Corridors of power: Creative Solutions?

Two theater productions with political angles have set the stage for protest.

puppet Jerusalem 521 (photo credit: Tzaphira Stern)
puppet Jerusalem 521
(photo credit: Tzaphira Stern)
Art and politics are not necessarily opponents, but they do, quite often, create some delicate situations. Such has occurred in two cases in Jerusalem, in which politicians who are not specifically experts in theater are possibly making use of events to promote their political agenda.
Last week, Public Security Minister Yitzhak Aharonovitch ordered the cancellation of a puppet festival for children scheduled to take place in east Jerusalem. This was because of its planned location in El-Hakawati Palestinian National Theater, which has been outlawed from holding any activity due to its owners’ use of it for political assemblies linked to the Hamas movement.
One may ask why the organizers, who probably knew about the status of the theater, decided to hold the festival there. The answer was that there was no other venue in east Jerusalem suitable for such an event.
The news quickly reached the right people on the western side of the capital, and a call to protest and express solidarity with all the parties involved – the theater, organizers and children who would miss out on the activity during their summer vacation – was launched through Facebook. Meretz’s representatives – albeit in the middle of their own drama, due to the decision to cancel the results of the recent party primary – came to demonstrate earlier this week.
Former deputy mayor Pepe Alalu, until last week a defeated candidate on his way to retirement and now perhaps back in business, even sent an urgent protest letter to Mayor Nir Barkat that he shared with the media. In it, Alalu hinted that since the public security minister apparently didn’t bother to announce his decision beforehand, the mayor and the city were humiliated and should request compensation.
The festival is still frozen but thankfully, another scandal involving the arts has come up that will divert attention from the puppet-show affair. The Khan Theater, Jerusalem’s only repertory theater, last week announced a new play, My Name is Rachel Corrie, about the left-wing American activist who was killed by an IDF bulldozer in the Gaza Strip, in what her parents and friends claim was a deliberate action but which the courts ruled was an accident.
With controversy is still surrounding the issue, the questions that this new show raised have been largely political. Deputy Mayor David Hadari announced Sunday that he would vote against the renewal of the NIS 900,000 allocation to the Khan Theater at the upcoming city council meeting, because of the decision to run the play. At the head of the committee stands Shlomo Rosenstein of United Torah Judaism, who is not a great fan of secular theater himself. In a phone call Sunday afternoon, Hadari didn’t hide his expectation that Rosenstein would follow his lead – which might lead to a total dissolution of the Khan’s budget and activity.

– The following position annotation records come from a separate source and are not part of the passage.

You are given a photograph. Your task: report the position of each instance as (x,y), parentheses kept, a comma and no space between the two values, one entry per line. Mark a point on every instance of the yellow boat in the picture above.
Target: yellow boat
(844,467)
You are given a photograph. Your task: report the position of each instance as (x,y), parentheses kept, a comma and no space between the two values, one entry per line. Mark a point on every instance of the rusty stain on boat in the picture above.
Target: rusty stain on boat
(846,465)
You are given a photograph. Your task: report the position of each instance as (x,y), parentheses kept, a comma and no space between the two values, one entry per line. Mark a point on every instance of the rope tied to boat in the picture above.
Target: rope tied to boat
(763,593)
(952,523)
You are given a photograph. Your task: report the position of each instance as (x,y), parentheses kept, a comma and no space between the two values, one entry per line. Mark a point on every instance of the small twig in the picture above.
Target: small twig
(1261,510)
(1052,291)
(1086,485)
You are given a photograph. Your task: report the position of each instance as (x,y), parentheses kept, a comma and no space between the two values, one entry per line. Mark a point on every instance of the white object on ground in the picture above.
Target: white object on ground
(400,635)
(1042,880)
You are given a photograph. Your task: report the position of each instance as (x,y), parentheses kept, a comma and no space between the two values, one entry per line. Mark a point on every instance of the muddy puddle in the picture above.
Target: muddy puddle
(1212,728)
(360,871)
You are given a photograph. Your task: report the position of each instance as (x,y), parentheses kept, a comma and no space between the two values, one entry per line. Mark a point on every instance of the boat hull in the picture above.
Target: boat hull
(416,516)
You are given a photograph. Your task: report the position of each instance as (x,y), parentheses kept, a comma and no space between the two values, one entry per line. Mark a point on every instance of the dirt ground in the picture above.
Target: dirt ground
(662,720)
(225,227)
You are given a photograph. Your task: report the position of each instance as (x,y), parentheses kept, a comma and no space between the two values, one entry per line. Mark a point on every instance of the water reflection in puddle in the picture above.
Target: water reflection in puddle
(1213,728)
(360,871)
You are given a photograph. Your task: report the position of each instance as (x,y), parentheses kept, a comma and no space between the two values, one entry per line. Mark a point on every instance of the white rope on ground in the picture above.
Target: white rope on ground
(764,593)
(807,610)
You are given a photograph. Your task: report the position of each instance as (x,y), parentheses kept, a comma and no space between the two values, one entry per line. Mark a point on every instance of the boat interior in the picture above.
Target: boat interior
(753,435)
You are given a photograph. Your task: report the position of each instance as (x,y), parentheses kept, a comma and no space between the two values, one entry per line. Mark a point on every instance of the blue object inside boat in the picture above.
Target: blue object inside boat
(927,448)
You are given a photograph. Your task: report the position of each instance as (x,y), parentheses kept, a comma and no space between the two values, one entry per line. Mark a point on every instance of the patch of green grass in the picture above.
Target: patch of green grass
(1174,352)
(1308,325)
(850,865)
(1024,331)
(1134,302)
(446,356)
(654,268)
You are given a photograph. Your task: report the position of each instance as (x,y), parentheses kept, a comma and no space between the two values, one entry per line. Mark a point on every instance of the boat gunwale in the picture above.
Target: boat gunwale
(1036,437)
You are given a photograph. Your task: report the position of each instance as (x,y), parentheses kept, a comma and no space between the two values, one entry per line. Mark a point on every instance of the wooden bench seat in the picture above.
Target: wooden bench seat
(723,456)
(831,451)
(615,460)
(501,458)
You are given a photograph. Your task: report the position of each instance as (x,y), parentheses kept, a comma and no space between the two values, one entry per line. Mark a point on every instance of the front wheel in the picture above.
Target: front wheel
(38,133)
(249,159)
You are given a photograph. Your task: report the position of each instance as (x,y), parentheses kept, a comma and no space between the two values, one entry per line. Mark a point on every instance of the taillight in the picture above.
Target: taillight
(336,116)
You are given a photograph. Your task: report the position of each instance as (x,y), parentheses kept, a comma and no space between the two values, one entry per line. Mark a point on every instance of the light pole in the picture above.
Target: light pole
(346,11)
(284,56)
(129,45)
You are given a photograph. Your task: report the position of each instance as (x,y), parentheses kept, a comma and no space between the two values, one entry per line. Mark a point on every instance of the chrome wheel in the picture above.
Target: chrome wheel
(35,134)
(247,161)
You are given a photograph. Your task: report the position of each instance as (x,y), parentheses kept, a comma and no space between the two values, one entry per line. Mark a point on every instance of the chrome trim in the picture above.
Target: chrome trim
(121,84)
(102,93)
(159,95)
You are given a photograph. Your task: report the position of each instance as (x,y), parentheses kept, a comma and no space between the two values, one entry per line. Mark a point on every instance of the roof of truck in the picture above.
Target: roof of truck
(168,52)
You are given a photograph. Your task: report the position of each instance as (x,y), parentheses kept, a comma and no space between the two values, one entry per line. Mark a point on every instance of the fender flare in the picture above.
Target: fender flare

Asked why would he mix his political opinions with the right of residents to have a professional theater company in the city, Hadari admitted this would be a problem, but nevertheless insisted that he could not in good conscience vote in favor of an institution that would provide a stage for Israel-bashing.
In fact at this week’s city council meeting, Hadari was absent and the funding for the Khan was approved. And, it turns out, though My Name is Rachel Corrie is playing at the Khan, it is being staged by Hazira Interdisciplinary Theater.
Hadari indeed holds right-wing views, but is also at the moment struggling to hold on to his position as head of Bayit Yehudi’s city council list –which has been impacted by the fact that he is far from being in party leader Naftali Bennett’s inner circle. Fighting fiercely against the Khan’s subversive program might help him in this endeavor.